Cites & Insights 15.1, January 2015, was published two weeks ago, featuring the “third half” of my vast-but-incomplete survey of gold OA in 2011-2014, along with some additional notes related to gold OA.
“Going for the gold: OA journals in 2014: any interest?”–asking whether a coherent, well-organized look at the overall state of OA journals in 2014 (or, really, 2011-2014), based on an even larger survey of the journals, done as a paperback book, would be of any interest–appeared the next day, December 3, 2014. Essentially the same text appeared as one of the shorter pieces in the “third half” essay.
As of this morning (at 5 a.m., when the daily statistics run for month-to-day happens), December 16, 2014, C&I 15.1 is doing OK in terms of readership: 1,355 downloads to date (1,168 of the print-oriented two-column version, 187 of the 6×9″ single-column version). Those are strong numbers; I’d like to think the issue’s having some mild impact.
As of this morning, total non-spam responses to the other post (and to the piece in C&I) are a little less strong. 1,355 less strong, to be exact. (Lots of spamments, but that happens any time I turn comments on.)
That’s a shame, but it’s also reality.
Meanwhile, I’m now a little more than halfway in scanning the remaining 2,200-odd journals, which are now down to 1,800-odd as I remove journals where there’s not enough English in the interface for me to determine whether they have article processing charges and how their issue archives work.
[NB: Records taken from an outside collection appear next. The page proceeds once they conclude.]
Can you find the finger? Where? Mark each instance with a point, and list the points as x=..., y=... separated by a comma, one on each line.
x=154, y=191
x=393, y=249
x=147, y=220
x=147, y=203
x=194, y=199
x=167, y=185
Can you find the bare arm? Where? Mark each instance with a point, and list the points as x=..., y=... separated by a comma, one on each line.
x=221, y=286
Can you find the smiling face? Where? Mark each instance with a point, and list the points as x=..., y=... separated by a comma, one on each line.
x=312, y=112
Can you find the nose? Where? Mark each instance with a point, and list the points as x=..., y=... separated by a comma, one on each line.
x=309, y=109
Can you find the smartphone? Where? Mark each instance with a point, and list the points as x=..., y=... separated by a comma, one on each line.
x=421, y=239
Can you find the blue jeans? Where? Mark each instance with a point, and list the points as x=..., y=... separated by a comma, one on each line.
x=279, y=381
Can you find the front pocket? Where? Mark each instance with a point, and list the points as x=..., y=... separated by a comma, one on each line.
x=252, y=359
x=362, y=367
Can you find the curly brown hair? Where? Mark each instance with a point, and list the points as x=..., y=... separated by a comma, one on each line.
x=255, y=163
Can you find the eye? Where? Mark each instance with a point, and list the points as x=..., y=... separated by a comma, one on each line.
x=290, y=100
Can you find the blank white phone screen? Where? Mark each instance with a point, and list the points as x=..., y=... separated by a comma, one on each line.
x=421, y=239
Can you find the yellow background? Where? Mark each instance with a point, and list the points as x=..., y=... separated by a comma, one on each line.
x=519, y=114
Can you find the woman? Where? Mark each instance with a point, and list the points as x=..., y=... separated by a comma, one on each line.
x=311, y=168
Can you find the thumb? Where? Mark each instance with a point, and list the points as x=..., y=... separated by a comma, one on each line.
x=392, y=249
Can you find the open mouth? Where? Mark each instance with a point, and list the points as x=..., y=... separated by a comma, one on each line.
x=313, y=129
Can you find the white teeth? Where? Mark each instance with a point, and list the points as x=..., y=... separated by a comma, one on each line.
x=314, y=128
That is: I have 1,010 journals that I’ve been able to record information on, with 800-odd to go, but I imagine another 100+ will disappear in that process.
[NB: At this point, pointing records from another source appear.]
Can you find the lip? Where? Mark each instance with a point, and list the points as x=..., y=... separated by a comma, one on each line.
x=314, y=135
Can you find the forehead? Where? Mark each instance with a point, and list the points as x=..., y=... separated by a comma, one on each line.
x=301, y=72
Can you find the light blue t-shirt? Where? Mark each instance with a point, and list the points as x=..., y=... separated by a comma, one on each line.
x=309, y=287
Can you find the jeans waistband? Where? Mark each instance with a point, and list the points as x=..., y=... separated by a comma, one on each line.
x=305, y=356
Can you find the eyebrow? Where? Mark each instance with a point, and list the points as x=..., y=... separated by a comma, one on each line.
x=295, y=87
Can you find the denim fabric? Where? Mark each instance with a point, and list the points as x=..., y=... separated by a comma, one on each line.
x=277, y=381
A word to OA publishers who are trying to offer an English interface without actually doing any work: Having an English flag (either literally a flag or a pull-down list option) is really sort of pointless if all it does is change the OJS menu headings to English, with all the text linked from them still in the primary language of the journal. Cute, but pointless.
But at least better than the journals hosting malware…and I think I have one of you to “thank” for spending most of a day last week recovering from a nasty little Trojan disguised as a Flash update. I saw a second attempt this week, but the combination of anti-crap software I’m running flagged it immediately.
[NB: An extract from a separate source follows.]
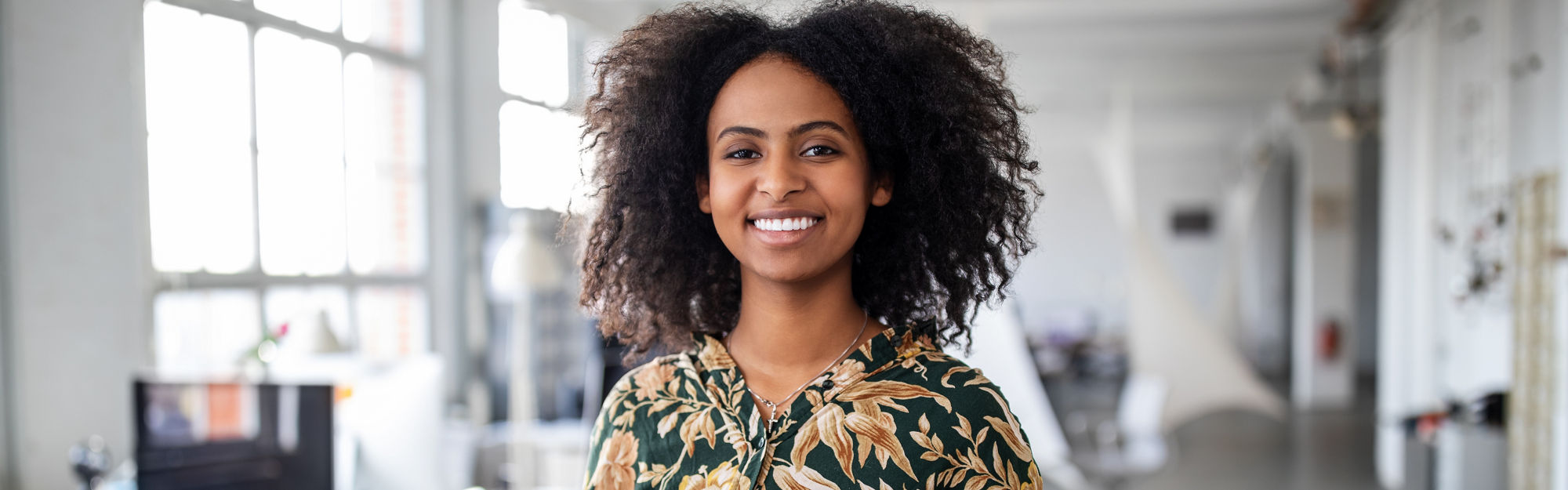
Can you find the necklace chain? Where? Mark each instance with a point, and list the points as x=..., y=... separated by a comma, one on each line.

Oh, just as a sidebar, here are some year-to-November-30* figures for OA-related essays in Volume 14:
- April 2014, 14:4 (The Sad Case of Jeffrey Beall and another essay): 2,781 two-column plus 3,393 single-column (a rare case in which the single-column outdid the two-column), for a total of 6,174, a big number for C&I: by far the largest 2014 download count for any issue of C&I (that’s out of some 176,000 total downloads through November 30, although as noted in the footnote below that’s missing 11 days, the last day of each month).
- May 2014, 14:5 (The So-Called Sting and another essay): 1,690 two-column plus 1,283 single-column, for a total of 2,973, also a very good number.
- July 2014, 14:7 (Journals, “Journals” and Wannabes): 1,839 two-column plus 1,042 single column, for a total of 2,881, which is very good, especially noting that the window is getting smaller.
- October/November 2014, 14:10 (Journals and “Journals”: Taking a Deeper Look): 817 two-column plus 239 single-column for a total of 1,056. Not bad for a relatively brief period.
- December 2014, 14:11 (Journals and “Journals” Part 2): 998 two-column plus 456 single-column, for a total of 1,454, which is pretty good given that it came out on November 2, so that’s one month’s readership.
The three Journals and “Journals” issues show 96, 27, and 88 additional downloads for December 1-15, respectively.
*Technically, November 29: because of how the statistics run, I never actually see the figures for the final day of a given month.
Update December 18, 2014: Comments now turned off. The question of whether or not to write a Publish-on-Demand paperback based on all of this has been rendered moot, in a way that will serve libraries quite well, I believe.